Does this mean that we are learning tw and th which takes values of ln function ]0, ∞[?
and thank you so much
Yes.
Similar for the center location values t_x and t_y, except here the expressions are:
b_x = \sigma(t_x) + c_x , and
b_y = \sigma(t_y) + c_y
Where c_i is the grid cell index derived from the location in the Y or \hat{Y} matrix, t_i are the location values output by the network for an object in the c_i cell of the matrix, and b_i is the derived bounding box center prediction.
Here the network predicts tx and ty after training over bx,by, cx and cy?

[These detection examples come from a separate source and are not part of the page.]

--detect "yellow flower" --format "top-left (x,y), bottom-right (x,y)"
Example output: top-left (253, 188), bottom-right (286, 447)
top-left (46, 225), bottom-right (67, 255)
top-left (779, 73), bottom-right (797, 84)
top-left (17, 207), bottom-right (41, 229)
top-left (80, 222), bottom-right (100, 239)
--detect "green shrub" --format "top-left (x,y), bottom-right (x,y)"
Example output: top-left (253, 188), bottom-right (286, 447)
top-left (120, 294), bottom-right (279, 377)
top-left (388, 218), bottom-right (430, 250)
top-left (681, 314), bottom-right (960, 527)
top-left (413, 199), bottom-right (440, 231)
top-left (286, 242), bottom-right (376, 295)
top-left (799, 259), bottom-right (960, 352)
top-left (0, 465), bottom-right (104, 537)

The equations are a bit confusing not gonna lie as we are adding the index of the cell to the sigmoid of the predicted value by the network as I understood, but why can’t we just predict normal bx, by, bw and bh or these equations turned out to give a better performance
I don’t think anyone who has studied this algorithm would disagree with you on that
The network outputs two numbers that are used for center location and two that are used for shape (for each grid cell + anchor box tuple.) But the numbers output by the network aren’t used directly in either case. Instead, they are transformed by these equations into 4 other numbers and it is this second set that are used in the cost function. The transformations are applied to the network outputs in order to force them to be of the right scale or magnitude to all play nice in the cost function together. To the best of my understanding, this approach was arrived at empirically; experiments proved the network learned better and faster this way than predicting the bounding box corners directly.
I get it now, thank you so much I really appreciate your effort.